All the shows I've seen have been on the bent of rememberance... Retrospectives. They are pretty much leaving the attacks/attackers on the back burner choosing instead to relive the accounts of the people who were there and remember them for the people they were.
Osama is dead. KSM is still in jail. We've devastated two countries...
I don't see a call for war here. There's no new hatred. The shows I've seen are more like a memorial. I know you still jerk off to the idea of how Gore would have handled things if the election hadn't been 'stolen' from him, but if you bothered to look at the 9/11 shows out there this weekend you'd realize that they are pretty much on par with what you're asking for.
Yes, my point was, that an excess of 'national mourning' creates one emotion, that easily turns into another, needing an outlet.
This is why 'Remember the Alamo' and Remember the Maine', while about 'remember the losses', were really war cries.
When the nation feels a great loss, it is easy for that to turn to anger, to shame, to desire an act to 'strike back', and that looks for something to do.
I don't think we're close to having that turn to war now; that was in the aftermath of 9/11, when it could be used for support for Iraq. But I do think that it can easily still feed anti-Muslim feelings, feeding bad relations, hate, tensions, and prevent the sort of positive relationships it'd be better to have with Muslim countries, even more just at the time many of them are forming new governments after overthrowing dictators.
The reaction to 'building Mosques', especially 'near ground zero', is an indication; we have $42 million being spent to fuel anti-Muslim sentiment we know of, we have a presidential candidate saying he supports a ban on building any new mosques in the US.
It's ironic considering that Muslims were the targets of 9/11 just as we were and suffered much greater losses as a result - the attacks were intended to get the US to invade a Muslim nation, which would get the Muslim world to stop shunning Al Queda and instead support them in anger at the west, they hoped.
The request to hate someone in remembrance events isn't explicit, but it's a natural reaction. We should keep the event in perspective. We're not likely to go so far as to tie in a call for positive relations as I mention above, any more than they're calling for anger, but it does create emotion.

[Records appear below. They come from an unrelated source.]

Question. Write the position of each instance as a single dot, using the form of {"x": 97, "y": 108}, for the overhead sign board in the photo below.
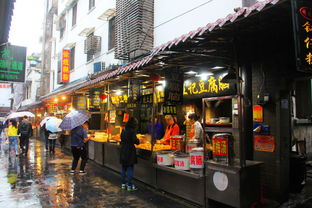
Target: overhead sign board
{"x": 12, "y": 63}
{"x": 65, "y": 65}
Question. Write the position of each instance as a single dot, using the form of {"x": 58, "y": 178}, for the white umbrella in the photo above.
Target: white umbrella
{"x": 53, "y": 125}
{"x": 44, "y": 120}
{"x": 20, "y": 114}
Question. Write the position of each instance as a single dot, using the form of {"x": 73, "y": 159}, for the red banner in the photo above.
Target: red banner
{"x": 220, "y": 146}
{"x": 65, "y": 65}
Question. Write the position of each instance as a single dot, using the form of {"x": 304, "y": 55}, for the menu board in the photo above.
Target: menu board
{"x": 264, "y": 143}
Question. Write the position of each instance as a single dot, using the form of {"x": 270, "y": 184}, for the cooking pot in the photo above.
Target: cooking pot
{"x": 197, "y": 158}
{"x": 223, "y": 120}
{"x": 190, "y": 145}
{"x": 164, "y": 158}
{"x": 181, "y": 161}
{"x": 214, "y": 120}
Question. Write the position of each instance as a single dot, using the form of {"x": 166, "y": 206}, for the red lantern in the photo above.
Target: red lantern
{"x": 155, "y": 77}
{"x": 103, "y": 97}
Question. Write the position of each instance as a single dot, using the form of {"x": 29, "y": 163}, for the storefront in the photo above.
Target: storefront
{"x": 238, "y": 76}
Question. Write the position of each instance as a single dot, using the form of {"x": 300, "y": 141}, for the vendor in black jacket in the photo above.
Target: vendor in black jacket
{"x": 128, "y": 153}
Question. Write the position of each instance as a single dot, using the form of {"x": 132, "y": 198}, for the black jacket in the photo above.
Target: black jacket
{"x": 127, "y": 151}
{"x": 27, "y": 131}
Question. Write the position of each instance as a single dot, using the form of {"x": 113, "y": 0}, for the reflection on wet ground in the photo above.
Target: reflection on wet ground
{"x": 43, "y": 180}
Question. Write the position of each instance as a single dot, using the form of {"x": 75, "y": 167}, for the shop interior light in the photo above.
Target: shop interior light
{"x": 187, "y": 83}
{"x": 71, "y": 109}
{"x": 160, "y": 88}
{"x": 218, "y": 67}
{"x": 118, "y": 92}
{"x": 191, "y": 72}
{"x": 204, "y": 76}
{"x": 163, "y": 82}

It's a little like how rebellions in the Middle East often are driven by ceremonies to remember the victims of the regime. They don't need to say a word about anger at the regime. The emotions from the even easily fuel that anger. I'm just encouraging people not to let the sorrow of the losses do that to further harm relations and how the feel about Muslims.
You don't understand my position on Gore. It's not about 'how he would have handled 9/11'. It's about not having democracy corrupted, about the person the people chose winning the election. I don't like that the election was wrongly decided against the will of the people. It also happens to be the case I don't like a lot of bad policies Bush allowed our government to do - but they're not the point. If the situation were reversed, I'd say that as much as I opposed him, Bush should have been awarded the office as a matter of democracy. I just wouldn't mind as much, saying that one set of unfair events canceled the corporate corruption for Bush.
So it's not just about my preference for Gore over Bush - it's about simply having the election follow democracy. One set of issues is how the actual votes were not counted correctly or voters were wrongly denied the right to vote; there are also issues about things like the role of corporate money in elections. In this case, both were a problem. IMO, you are supporting an un-American opposition to democracy, defending the corruption of an election with trashy lines.